Monday 24 March 2014

The Genius Delusion




I know a lot of really successful people who get away with not-literal murder because they are branded (or self-branded) as geniuses.  They neglect or mistreat their staff, abuse other people's time, neglect their families and enjoy excesses with the tacit support of enablers.  I still remember the day one of these so-called geniuses told me "you don't need to know what you're talking about; what matters is that you sound confident while saying it, and employ enough bluster to make other person feel like you're right."

The guy that said this isn't a genius.  Not to say that he's dumb - he's not - he's simply not exceptional in his ability to put thoughts together, see the big picture or innovate new solutions.  What this guy is good at, however, is passive-aggressive manipulation and all the tricks of the trade that make others feel less valuable themselves.  Whether he's personally aware where his actual strength lies or not, he's very confident in himself.

Like many ego-centrists, this guy is wealthy and successful by the measures we judge such standards.  

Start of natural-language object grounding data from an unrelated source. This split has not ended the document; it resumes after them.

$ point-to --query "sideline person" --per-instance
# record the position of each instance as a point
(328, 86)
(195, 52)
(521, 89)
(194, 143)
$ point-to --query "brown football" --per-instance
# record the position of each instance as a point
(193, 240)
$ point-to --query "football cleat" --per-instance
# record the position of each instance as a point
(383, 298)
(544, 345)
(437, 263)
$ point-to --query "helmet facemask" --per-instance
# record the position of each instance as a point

We've come to associate "smart" with "success" and therefore assume that the more successful you are, the smarter you must be.  We do this without any real clear definition of what smart means.


If you and I are in a debate and I shoot you, I win.  Is that smart?  What if you and I are in a debate and instead of facing you head-on over an issue, I spend my time undermining your confidence and smearing your character so that whoever is judging our debate comes to feel uncomfortable with you as a person?  That makes me clever, right?  In the eyes of the people, I will win and you will lose.


Nowhere is it written that I need to prove that I'm right to win - I simply need to prove you're wrong.  

And that, by and large, is how our system works.  It's ego, not genius, that gets people ahead.  A sense of entitlement is what drives people to demand a raise or the corner office.  We reward bluster and confidence, because we're hardwired to do so.


Meanwhile, the smartest people in the room are almost never the ones who make a big splash.  You don't see them; they don't particularly want to be seen.  They understand the trap of entitlement - when the focus is on position, you lose your ability to apply nudges across the whole board.

They also have a clear enough view of the whole picture so as to recognize that there is no one definition of smart and that, like an organism, it takes a number of complimentary skill sets for any system to work.  That - the function of the system - becomes their focus.  Empowering others to recognize this same end goal is the truest test and function of leadership.